Some non-governmental organisations (NGOs) seek to reform the WTO by giving a greater say to the countries of the South. Others want to abolish the WTO and return to a looser GATT-type framework for negotiating trade flows, which would allow Third World countries greater scope for preserving domestic businesses through protectionism.

We agree with those NGOs that want to see the WTO scrapped and not simply reformed. The WTO has one sole aim: expanding corporate globalisation at the expense of the workers and small farmers of "North" and "South".

We are, however, wholly opposed to protectionism by the developed countries against the products of the global South. Here we are in favour of free trade. The answer to employers taking advantage of "cheap labour" in the less developed countries is not to exclude their goods by tariff barriers but to use trade union and democratic pressure to raise the wages and social conditions in these countries towards the levels of the OECD countries.

First and foremost this means defending the right to form trade unions and political parties to fight for these goals.

At the same time, however, we should oppose the prising open of the markets of the second and third worlds to the big banks and corporations of the first. We defend the right of such states to protect their economies. The best means to do so would be by a democratically organised state bureau of foreign trade.

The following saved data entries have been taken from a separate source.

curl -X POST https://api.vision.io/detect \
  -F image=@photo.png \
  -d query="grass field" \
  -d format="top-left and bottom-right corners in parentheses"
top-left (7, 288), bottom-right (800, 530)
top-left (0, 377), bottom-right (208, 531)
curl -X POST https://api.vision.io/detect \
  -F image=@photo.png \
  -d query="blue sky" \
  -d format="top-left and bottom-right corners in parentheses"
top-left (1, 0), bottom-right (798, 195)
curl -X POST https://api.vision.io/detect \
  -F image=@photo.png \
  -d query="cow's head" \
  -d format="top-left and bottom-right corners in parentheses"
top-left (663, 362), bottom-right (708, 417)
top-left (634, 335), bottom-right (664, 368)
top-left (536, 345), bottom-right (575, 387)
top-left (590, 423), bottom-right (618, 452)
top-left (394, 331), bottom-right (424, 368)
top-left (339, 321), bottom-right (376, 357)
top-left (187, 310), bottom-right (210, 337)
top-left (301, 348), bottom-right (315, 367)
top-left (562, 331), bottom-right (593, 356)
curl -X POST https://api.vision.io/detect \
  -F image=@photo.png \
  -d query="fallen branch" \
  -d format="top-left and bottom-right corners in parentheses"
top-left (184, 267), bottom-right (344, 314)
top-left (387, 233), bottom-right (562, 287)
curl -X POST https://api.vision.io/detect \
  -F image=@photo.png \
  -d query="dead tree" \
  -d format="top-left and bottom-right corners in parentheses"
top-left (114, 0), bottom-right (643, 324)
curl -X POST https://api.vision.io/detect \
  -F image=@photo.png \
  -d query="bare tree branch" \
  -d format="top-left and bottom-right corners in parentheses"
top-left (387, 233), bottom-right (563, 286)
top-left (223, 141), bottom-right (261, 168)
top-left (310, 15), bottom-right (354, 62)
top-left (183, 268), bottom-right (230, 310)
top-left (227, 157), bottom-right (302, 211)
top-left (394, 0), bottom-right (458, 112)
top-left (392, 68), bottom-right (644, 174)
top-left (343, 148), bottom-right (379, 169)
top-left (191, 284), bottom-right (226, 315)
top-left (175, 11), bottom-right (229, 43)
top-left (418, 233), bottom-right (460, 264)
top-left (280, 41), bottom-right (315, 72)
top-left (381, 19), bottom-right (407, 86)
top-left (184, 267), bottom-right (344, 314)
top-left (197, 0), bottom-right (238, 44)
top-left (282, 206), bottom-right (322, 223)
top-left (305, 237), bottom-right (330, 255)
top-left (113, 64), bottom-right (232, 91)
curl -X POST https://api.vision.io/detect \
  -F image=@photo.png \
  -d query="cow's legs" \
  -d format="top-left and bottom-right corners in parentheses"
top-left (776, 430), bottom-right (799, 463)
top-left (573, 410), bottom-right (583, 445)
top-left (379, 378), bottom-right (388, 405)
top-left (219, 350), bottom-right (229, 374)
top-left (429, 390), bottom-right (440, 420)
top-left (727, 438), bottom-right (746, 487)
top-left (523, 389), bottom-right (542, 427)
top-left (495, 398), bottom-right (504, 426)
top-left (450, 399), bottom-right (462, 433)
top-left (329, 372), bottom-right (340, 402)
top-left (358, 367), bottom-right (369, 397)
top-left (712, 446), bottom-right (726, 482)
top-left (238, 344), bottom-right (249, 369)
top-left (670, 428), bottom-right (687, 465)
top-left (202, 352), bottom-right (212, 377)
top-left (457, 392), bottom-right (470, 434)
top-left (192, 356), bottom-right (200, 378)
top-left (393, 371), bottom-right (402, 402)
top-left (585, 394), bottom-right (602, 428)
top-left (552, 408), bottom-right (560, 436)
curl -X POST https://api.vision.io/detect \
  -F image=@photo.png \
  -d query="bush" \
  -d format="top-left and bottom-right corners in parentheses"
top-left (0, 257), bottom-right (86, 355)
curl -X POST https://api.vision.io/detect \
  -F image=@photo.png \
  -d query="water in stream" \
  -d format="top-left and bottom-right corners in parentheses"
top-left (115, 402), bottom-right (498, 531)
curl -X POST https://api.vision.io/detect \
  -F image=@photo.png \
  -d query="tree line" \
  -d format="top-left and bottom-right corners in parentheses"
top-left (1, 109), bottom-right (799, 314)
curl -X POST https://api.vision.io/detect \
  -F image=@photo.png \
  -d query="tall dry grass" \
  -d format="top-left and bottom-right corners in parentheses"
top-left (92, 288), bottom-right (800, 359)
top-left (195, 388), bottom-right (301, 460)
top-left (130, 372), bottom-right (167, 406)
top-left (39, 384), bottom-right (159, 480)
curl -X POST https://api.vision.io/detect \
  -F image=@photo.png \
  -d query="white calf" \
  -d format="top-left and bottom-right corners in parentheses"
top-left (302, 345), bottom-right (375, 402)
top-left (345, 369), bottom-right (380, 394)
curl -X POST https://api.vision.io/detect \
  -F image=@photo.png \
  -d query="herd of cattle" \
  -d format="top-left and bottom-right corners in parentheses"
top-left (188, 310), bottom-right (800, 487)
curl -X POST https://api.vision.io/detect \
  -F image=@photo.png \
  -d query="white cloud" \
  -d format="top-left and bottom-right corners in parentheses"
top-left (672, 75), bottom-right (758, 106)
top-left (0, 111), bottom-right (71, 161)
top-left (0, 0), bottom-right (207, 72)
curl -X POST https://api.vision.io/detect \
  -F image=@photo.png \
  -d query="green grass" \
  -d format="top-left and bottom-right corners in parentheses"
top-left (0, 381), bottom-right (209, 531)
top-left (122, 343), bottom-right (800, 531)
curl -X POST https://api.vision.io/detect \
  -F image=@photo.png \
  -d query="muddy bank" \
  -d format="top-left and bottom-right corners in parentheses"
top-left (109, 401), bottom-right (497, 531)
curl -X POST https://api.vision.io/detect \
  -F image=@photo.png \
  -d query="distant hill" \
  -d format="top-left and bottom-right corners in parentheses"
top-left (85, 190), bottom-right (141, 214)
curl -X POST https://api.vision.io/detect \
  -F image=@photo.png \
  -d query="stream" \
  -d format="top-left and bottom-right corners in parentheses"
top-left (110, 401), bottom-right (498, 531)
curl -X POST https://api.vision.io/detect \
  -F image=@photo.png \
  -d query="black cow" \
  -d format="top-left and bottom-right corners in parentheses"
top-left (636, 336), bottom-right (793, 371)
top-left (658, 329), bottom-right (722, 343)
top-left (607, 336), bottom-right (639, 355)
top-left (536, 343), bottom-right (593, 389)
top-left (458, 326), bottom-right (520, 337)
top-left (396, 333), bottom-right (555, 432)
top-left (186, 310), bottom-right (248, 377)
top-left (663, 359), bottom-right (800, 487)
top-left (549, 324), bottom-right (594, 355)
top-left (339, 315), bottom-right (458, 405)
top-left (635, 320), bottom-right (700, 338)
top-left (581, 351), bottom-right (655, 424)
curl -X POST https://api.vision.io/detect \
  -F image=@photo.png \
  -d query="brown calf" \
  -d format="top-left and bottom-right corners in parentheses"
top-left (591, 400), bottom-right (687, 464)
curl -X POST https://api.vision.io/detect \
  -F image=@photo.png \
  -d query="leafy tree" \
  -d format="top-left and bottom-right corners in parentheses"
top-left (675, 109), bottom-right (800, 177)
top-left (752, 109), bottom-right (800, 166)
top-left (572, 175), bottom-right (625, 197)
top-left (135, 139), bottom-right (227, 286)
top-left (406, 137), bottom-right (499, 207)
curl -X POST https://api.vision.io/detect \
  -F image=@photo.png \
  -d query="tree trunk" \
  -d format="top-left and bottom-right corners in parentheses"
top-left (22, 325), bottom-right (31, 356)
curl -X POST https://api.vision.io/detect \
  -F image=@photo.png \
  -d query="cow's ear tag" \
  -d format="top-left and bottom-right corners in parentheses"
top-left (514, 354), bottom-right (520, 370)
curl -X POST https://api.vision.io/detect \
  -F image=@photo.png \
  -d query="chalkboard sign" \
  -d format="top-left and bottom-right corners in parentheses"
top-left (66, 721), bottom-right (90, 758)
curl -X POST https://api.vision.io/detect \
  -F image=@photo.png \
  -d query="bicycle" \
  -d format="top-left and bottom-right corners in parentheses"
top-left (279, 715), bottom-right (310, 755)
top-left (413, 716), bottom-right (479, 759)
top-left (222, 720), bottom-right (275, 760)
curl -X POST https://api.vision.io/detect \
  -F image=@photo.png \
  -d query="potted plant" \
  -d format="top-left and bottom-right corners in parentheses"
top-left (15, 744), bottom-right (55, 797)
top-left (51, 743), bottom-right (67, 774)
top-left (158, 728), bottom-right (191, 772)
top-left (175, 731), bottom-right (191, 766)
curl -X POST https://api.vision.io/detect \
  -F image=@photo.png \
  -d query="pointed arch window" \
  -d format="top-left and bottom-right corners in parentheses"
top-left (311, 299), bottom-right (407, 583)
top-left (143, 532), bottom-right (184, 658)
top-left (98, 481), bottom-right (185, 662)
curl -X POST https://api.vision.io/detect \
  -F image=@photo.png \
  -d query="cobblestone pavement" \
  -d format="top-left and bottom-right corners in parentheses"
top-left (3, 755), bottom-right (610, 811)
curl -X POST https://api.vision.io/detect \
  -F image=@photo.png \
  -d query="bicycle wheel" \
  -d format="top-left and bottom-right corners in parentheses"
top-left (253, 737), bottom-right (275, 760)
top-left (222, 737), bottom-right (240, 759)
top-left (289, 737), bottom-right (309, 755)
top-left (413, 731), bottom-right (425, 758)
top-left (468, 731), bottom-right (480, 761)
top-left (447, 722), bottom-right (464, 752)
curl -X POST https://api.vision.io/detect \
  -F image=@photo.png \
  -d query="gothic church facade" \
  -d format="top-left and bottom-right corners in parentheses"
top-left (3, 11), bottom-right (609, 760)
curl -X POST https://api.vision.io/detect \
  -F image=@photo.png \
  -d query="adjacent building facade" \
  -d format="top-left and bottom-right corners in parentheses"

Neither free trade nor protectionism can meet human needs and ensure development that is compatible with sustaining this planet. In contrast to any capitalist arrangements for global economic exchange we stand for planned social exchange instead of "free trade". Practically, this means that:

There must be no limit on the ability of governments and people to regulate in order to protect, health, safety, public services and the environment. End the drive to privatise social services where they are at present provided by the state. Defend and extend these services at the expense of the rich.

We must put an end to corporate patent protectionism. Seeds, medicine, the results of the study of plant, animal and human genetics should all serve human needs, not the profits of the multinationals. The patenting of life forms including micro organisms must be prohibited. Essential medicines and other goods, must be made available free to those in urgent need especially to people with AIDS.

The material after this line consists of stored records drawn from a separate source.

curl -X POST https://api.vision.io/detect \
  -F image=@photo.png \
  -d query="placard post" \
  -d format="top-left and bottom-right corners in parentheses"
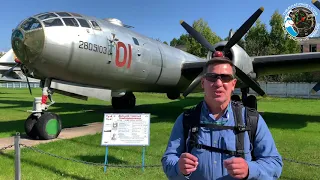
top-left (104, 146), bottom-right (108, 173)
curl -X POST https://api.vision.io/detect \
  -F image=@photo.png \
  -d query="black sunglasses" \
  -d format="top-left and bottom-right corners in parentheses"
top-left (204, 73), bottom-right (234, 83)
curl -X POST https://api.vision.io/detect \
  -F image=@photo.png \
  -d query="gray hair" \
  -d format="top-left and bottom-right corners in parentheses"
top-left (203, 57), bottom-right (236, 76)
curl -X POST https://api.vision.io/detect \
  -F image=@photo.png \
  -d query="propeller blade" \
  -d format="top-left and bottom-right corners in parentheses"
top-left (26, 76), bottom-right (32, 95)
top-left (182, 72), bottom-right (204, 98)
top-left (1, 63), bottom-right (19, 77)
top-left (310, 82), bottom-right (320, 94)
top-left (180, 20), bottom-right (216, 52)
top-left (223, 7), bottom-right (264, 53)
top-left (228, 29), bottom-right (234, 40)
top-left (312, 0), bottom-right (320, 10)
top-left (235, 66), bottom-right (266, 97)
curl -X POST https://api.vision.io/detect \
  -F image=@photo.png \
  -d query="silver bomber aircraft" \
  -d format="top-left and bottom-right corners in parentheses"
top-left (9, 2), bottom-right (320, 140)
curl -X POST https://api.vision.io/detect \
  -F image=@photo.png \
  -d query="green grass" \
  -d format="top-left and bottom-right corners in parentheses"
top-left (0, 88), bottom-right (320, 179)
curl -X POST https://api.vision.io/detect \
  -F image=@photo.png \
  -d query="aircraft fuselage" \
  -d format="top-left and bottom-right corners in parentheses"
top-left (12, 12), bottom-right (205, 93)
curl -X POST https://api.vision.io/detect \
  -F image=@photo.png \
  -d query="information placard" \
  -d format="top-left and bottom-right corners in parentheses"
top-left (101, 113), bottom-right (150, 146)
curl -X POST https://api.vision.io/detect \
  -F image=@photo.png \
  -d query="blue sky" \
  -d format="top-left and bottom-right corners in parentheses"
top-left (0, 0), bottom-right (318, 52)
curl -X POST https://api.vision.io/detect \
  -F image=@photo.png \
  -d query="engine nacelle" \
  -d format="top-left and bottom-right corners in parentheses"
top-left (206, 41), bottom-right (255, 78)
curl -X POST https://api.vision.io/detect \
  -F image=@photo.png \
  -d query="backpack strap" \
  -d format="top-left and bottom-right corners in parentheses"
top-left (231, 101), bottom-right (246, 158)
top-left (183, 101), bottom-right (203, 153)
top-left (182, 100), bottom-right (259, 160)
top-left (245, 106), bottom-right (259, 160)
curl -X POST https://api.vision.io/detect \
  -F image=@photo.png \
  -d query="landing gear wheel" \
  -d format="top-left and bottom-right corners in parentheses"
top-left (112, 92), bottom-right (136, 109)
top-left (25, 114), bottom-right (39, 139)
top-left (127, 93), bottom-right (136, 109)
top-left (167, 91), bottom-right (180, 100)
top-left (231, 94), bottom-right (241, 102)
top-left (245, 95), bottom-right (257, 110)
top-left (36, 112), bottom-right (62, 140)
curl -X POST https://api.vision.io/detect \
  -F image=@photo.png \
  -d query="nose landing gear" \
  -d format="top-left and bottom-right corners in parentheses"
top-left (24, 78), bottom-right (62, 140)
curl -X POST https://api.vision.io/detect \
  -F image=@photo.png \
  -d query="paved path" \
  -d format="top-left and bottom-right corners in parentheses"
top-left (0, 122), bottom-right (103, 150)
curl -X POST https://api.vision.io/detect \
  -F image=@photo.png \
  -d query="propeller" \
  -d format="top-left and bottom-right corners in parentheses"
top-left (180, 20), bottom-right (216, 52)
top-left (223, 7), bottom-right (264, 53)
top-left (180, 7), bottom-right (266, 98)
top-left (25, 73), bottom-right (32, 95)
top-left (228, 29), bottom-right (234, 40)
top-left (312, 0), bottom-right (320, 10)
top-left (2, 57), bottom-right (32, 95)
top-left (182, 72), bottom-right (204, 98)
top-left (1, 63), bottom-right (19, 78)
top-left (20, 62), bottom-right (33, 96)
top-left (310, 82), bottom-right (320, 94)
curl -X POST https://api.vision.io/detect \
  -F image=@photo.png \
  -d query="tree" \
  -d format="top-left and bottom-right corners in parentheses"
top-left (269, 10), bottom-right (300, 55)
top-left (267, 10), bottom-right (301, 82)
top-left (163, 41), bottom-right (168, 45)
top-left (244, 19), bottom-right (270, 56)
top-left (170, 34), bottom-right (188, 47)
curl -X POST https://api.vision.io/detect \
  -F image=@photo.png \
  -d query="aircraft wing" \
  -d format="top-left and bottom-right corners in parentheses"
top-left (0, 78), bottom-right (36, 83)
top-left (0, 49), bottom-right (23, 79)
top-left (181, 61), bottom-right (206, 81)
top-left (252, 52), bottom-right (320, 77)
top-left (0, 49), bottom-right (16, 65)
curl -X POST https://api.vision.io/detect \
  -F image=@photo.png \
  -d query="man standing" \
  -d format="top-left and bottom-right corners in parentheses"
top-left (161, 56), bottom-right (283, 179)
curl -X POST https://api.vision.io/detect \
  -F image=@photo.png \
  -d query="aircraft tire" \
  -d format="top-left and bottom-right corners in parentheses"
top-left (25, 114), bottom-right (39, 139)
top-left (111, 97), bottom-right (121, 109)
top-left (126, 92), bottom-right (136, 109)
top-left (36, 112), bottom-right (62, 140)
top-left (245, 95), bottom-right (257, 110)
top-left (112, 92), bottom-right (136, 109)
top-left (167, 91), bottom-right (180, 100)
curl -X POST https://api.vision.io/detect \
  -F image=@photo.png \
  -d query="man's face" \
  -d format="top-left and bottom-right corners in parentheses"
top-left (201, 63), bottom-right (237, 105)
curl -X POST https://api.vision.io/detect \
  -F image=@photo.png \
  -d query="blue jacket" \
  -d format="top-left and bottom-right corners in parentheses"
top-left (161, 101), bottom-right (283, 180)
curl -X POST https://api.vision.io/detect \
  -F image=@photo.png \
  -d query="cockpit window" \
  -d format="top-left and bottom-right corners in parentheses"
top-left (70, 12), bottom-right (82, 17)
top-left (77, 18), bottom-right (91, 28)
top-left (43, 18), bottom-right (63, 27)
top-left (90, 21), bottom-right (101, 30)
top-left (21, 18), bottom-right (42, 31)
top-left (37, 13), bottom-right (58, 20)
top-left (56, 12), bottom-right (71, 17)
top-left (63, 18), bottom-right (79, 27)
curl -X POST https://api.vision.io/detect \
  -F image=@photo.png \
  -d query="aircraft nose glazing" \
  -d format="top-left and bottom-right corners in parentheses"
top-left (11, 29), bottom-right (26, 63)
top-left (11, 17), bottom-right (45, 64)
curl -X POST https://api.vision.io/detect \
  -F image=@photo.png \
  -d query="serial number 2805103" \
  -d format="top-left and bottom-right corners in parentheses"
top-left (78, 41), bottom-right (107, 54)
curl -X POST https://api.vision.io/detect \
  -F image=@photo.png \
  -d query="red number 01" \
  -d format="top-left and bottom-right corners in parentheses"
top-left (115, 42), bottom-right (132, 68)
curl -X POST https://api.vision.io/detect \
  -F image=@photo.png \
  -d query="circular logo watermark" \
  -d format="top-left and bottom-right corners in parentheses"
top-left (283, 3), bottom-right (319, 41)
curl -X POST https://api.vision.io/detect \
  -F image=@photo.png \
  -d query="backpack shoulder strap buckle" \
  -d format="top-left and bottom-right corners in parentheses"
top-left (191, 127), bottom-right (198, 133)
top-left (236, 124), bottom-right (247, 132)
top-left (235, 149), bottom-right (245, 157)
top-left (196, 144), bottom-right (203, 149)
top-left (235, 124), bottom-right (251, 133)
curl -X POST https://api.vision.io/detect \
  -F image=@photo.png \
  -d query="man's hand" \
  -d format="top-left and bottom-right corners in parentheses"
top-left (178, 153), bottom-right (198, 175)
top-left (223, 157), bottom-right (249, 179)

All support for export oriented agribusinesses must be ended in Europe and North America. The dumping of their surplus products in Africa, Latin America and Asia must be halted.

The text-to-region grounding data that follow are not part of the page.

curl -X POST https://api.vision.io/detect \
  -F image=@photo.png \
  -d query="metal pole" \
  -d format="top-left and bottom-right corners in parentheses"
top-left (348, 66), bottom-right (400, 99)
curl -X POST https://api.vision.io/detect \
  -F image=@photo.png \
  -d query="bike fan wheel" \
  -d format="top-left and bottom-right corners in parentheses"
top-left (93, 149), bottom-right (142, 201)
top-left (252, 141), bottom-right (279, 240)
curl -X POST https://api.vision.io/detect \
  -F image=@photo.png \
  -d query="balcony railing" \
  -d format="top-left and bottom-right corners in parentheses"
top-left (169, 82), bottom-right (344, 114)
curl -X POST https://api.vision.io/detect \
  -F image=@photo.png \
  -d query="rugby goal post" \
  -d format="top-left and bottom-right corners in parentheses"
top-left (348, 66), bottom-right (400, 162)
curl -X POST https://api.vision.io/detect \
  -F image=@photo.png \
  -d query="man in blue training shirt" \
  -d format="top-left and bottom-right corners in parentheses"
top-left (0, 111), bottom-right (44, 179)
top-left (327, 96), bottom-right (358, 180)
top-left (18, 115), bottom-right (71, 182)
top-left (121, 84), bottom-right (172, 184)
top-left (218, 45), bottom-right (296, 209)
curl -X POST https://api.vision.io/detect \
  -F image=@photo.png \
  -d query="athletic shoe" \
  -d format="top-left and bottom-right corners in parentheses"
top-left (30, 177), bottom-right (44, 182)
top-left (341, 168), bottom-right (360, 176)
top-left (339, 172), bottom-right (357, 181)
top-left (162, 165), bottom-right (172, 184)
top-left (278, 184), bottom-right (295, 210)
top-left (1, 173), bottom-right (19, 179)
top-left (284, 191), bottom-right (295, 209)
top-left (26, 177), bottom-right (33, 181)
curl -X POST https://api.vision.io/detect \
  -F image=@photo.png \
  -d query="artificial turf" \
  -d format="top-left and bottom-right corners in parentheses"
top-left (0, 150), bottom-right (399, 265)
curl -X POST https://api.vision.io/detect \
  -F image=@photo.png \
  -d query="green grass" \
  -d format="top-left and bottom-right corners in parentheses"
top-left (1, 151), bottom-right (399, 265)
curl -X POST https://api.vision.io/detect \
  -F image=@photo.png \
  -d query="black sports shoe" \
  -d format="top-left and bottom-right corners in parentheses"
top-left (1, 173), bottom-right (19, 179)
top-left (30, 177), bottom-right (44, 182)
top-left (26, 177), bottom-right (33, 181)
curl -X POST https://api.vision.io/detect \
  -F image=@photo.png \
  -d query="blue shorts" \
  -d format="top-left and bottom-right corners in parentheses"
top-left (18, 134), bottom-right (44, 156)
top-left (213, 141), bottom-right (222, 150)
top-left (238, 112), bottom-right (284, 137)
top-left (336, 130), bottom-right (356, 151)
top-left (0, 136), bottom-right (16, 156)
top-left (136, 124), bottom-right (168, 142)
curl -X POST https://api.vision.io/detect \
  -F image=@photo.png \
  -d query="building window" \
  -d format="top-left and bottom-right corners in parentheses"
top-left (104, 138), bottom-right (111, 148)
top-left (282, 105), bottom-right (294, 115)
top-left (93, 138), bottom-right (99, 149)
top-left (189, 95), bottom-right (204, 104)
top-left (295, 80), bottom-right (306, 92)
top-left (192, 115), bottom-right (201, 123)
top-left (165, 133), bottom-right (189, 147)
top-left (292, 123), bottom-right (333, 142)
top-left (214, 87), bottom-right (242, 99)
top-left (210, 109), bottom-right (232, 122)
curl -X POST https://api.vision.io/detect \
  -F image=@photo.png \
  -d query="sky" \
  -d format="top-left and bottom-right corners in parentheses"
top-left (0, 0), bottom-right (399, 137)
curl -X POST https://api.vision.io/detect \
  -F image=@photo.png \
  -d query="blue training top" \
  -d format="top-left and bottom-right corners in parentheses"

The semi-colonial countries must be free to feed their people so as to maximise their own food production, maintain employment, and slow the tide of expropriated peasant farmers to the shantytowns of the ever growing mega cities. Only in this way can these countries achieve "food sovereignty and security", encourage small farmers' cooperatives and practice sustainable agriculture, which minimises environmental damage.

The WTO's Trade Related Investment Measures (TRIMS) agreement must be junked. Third world countries must have the right to use locally produced goods to develop their own productive sectors.

There must be a 100 per cent write-off of Third World debts to the North's governments and banks. Instead, huge compensation funds for past exploitation must be levied from the big banks and corporations run under workers' inspection and control. With these funds under the control of third world workers and peasants' organisations to prevent corruption by the elites the problems of poverty eradication, development, health and education can begin to be tackled.

But an environmentally sustainable, socially just and democratically accountable trade system cannot be achieved under corporate capital's global rule.

Only social ownership of the means of production can lead to a genuinely democratic, planned exchange of goods and services across the world. But struggles to achieve some or all of these goals will expose to millions the neo-liberal free trade assault on the poor and train us to take over the world economy from the billionaires and the mega corporations.